Por primera vez en la historia de las sociedades desigualitarias, en el capitalismo se da una separación entre el estatus civil y la condición de clase. Eso quiere decir, por un lado, que los derechos de ciudadanía no están determinados por la posición socioeconómica (a diferencia de la democracia antigua, por ejemplo). Pero por otro, que la “igualdad civil” no interfiere con ladesigualdad de clase, por lo que la democracia formal deja intacta la explotación de clase. Una vez que la democracia quedó con nada a una formalmente separada esfera “política”, para el capitalismo no fue necesaria la anterior separación civil entre “privilegiados” o “propietarios-dirigentes” y “trabajadores”. Estos últimos podían ser aceptados en la ciudadanía (e integrados al orden del capital) a condición de que el alcance de la misma quedara limitado a los confines de lo “político-jurídico” o formal-constitucional (Meiksins Wood, 2000).

 

Pero el Estado, sus despliegues institucionales, dispositivos y aparatos no son “algo externo” a la sociedad, sino que forman parte constitutiva de ella, están empotrados en ella. La artificial separación que el capitalismo fuerza entre la esfera de la economía y la de la política, cada una con sus (percibidas como) propias lógicas, intereses y campos en que se desenvuelven las luchas de clase,  excluye la asunción de una instrumentalidad simple, por la que la clase dominante hace del Estado su arma principal de combate.
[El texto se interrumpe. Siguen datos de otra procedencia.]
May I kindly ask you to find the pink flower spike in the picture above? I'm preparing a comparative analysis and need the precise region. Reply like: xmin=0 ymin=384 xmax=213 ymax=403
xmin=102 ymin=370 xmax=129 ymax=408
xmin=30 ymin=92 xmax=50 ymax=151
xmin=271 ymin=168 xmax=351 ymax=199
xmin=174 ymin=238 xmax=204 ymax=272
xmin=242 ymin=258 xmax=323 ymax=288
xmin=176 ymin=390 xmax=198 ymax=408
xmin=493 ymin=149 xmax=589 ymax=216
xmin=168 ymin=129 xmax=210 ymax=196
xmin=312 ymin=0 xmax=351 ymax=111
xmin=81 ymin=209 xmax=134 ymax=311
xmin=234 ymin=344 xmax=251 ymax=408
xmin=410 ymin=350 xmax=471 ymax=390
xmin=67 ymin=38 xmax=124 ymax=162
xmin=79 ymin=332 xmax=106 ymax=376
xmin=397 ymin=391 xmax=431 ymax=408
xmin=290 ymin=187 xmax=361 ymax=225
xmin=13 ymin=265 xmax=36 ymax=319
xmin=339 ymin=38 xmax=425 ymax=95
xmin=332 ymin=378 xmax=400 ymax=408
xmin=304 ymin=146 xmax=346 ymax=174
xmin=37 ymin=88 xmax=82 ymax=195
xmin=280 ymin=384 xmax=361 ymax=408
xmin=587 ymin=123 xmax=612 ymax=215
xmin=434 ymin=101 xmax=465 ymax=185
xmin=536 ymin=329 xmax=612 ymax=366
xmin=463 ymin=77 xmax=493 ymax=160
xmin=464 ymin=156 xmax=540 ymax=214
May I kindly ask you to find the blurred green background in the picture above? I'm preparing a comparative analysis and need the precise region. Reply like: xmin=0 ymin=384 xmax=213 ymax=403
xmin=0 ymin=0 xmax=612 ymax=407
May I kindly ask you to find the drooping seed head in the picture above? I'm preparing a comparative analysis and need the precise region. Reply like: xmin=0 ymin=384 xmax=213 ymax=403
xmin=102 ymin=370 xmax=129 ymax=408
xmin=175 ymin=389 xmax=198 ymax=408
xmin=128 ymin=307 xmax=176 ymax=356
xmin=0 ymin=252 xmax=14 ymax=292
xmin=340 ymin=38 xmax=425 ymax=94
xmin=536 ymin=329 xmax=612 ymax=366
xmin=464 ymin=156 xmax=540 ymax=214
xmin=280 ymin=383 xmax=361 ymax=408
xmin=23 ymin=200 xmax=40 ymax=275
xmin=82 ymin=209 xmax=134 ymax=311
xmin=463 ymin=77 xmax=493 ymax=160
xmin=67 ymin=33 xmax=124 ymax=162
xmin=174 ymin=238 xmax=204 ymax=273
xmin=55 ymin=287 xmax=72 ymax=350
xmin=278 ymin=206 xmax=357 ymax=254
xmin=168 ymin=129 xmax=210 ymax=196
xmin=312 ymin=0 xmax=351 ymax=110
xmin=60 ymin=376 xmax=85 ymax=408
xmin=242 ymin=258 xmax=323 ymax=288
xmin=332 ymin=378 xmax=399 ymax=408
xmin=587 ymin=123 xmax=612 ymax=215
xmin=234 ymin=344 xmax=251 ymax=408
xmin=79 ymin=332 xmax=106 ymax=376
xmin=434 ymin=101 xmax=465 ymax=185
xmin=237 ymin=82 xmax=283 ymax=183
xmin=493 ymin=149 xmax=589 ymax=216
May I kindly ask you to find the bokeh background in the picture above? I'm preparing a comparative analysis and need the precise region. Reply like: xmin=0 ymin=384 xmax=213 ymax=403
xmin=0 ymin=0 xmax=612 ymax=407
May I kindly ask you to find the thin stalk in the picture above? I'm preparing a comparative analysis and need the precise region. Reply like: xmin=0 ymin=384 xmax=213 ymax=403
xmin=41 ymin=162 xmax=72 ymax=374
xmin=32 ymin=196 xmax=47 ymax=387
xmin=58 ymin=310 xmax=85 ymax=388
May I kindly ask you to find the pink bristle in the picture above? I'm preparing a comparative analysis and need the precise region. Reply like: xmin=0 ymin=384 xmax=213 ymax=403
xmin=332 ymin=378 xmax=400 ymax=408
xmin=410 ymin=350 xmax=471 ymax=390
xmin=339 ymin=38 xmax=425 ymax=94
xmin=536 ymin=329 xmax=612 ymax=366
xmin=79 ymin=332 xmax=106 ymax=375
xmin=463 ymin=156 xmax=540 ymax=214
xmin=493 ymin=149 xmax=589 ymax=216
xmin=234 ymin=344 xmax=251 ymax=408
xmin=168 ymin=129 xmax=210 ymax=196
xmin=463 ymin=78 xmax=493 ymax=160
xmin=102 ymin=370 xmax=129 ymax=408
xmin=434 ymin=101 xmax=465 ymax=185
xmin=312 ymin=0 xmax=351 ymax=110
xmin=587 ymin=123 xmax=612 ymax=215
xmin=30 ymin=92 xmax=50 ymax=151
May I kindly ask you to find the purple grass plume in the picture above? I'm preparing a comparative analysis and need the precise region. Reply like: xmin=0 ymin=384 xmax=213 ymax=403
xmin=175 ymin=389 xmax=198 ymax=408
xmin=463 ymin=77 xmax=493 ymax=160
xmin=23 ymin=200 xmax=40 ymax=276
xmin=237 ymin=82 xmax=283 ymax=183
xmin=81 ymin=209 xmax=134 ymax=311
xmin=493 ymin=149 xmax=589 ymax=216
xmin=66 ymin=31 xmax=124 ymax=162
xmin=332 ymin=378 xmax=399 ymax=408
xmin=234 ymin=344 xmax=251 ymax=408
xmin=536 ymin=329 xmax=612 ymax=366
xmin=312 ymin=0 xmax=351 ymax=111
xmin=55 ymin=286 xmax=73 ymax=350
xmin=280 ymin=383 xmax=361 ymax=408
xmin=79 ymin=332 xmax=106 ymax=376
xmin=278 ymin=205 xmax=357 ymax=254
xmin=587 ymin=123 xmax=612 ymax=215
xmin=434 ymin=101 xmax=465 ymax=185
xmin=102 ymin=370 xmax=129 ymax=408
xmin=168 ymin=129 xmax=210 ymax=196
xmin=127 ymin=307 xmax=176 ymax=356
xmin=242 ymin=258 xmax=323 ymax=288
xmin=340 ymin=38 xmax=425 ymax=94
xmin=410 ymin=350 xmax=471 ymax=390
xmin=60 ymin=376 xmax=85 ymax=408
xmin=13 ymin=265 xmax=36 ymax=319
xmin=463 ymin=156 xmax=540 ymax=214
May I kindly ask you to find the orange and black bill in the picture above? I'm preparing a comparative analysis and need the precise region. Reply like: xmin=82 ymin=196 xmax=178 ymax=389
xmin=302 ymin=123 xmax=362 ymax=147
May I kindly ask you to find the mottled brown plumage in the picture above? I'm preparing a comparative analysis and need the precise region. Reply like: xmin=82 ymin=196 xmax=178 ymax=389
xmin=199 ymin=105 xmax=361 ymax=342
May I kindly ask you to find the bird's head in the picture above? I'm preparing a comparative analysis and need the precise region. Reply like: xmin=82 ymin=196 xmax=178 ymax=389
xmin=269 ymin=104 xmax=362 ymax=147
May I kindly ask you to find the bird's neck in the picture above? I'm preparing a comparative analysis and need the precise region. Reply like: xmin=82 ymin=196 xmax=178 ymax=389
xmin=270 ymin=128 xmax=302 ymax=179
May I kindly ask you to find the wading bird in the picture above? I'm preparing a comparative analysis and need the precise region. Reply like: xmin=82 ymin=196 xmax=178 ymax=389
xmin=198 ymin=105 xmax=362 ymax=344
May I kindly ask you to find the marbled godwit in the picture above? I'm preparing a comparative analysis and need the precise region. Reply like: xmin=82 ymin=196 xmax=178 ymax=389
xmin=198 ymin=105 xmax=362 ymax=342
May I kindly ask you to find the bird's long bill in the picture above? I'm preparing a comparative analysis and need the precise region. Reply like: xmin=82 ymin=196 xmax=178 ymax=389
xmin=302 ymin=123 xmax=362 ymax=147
Más bien se mueve entre esa instrumentalidad de clase y la “autonomía” relativa de los poderes de clase. Aunque al mismo tiempo, –y aquí radica la clásica dificultad o ambigüedad de la teoría sobre el Estado–, la real interdependencia de lo económico y lo político conduce a que el Estado deba intervenir sistemáticamente en pro de la acumulación (es parte activa y no pasiva de la misma, ya que tiene que intentar ordenar de alguna manera la “anarquía” de la producción capitalista), dependiendo a su vez de la buena marcha del “sujeto automático”, lo que marca claramente los límites hasta donde las luchas de clase pueden llegar dentro del Estado capitalista. Aun así, unas u otras formas de Estado resultan también en buena parte expresión de las condiciones internas (“nacionales”) y externas (hoy mundiales) de aquellas luchas. Con ello,

 

“por un lado, a través del Estado la clase dominante presenta sus intereses como generales. Por otro lado, éste ‘condensa toda la sociedad civil’, es decir la relación de fuerzas en un momento dado: el Estado no es un puro instrumento a disposición de una clase, sino una arena política. Esa característica de la sociedad dividida en clases requiere de un Estado que cumpla la función de garantizar la continuidad de las relaciones de dominación, esto es ser factor de cohesión en una sociedad dividida” (Cantamutto, 2015).

 

Puede que no siempre el Estado consiga grados satisfactorios de “cohesión social”, mas garantiza al menos la articulación o ensamblaje de las partes mediante su igualdad formal que auspicia las bases de una identificación –identidad– interna traducida como “ciudadanía” y como “nación”, de donde se deriva su potencialidad de legitimación del orden del capital y también las posibilidades de la hegemonía. Pues si es cierto que el Estado tiene que conjugar intereses del conjunto social, siempre lo hace bajo la férula de las personificaciones más fuertes del capital. Podría decirse de otra forma, si el Estado es un “campo de lucha”, las reglas del mismo vienen impuestas por el valor-capital y sus personificaciones (veremos en el capítulo 5 cómo esas “reglas” se han ido estrechando drásticamente con la actual degeneración del valor-capital.

 

 

Por eso, y a pesar de que el Estado es resultado también de las correlaciones de fuerzas de clase por la distinta plasmación de instituciones y poderes político-jurídicos, sea cual sea el resultado de ellas en cada momento histórico y lugar, dentro del modo de producción capitalista el Estado expresa de una u otra manera el puesto de mando, gestión y administración del orden del valor-capital, como su “expresión más consciente”, como “capital ideal” (Engels) o colectivo, que debe velar por el funcionamiento del todo, con mayores o menores equilibrios entre las clases y dentro de la propia clase dominante.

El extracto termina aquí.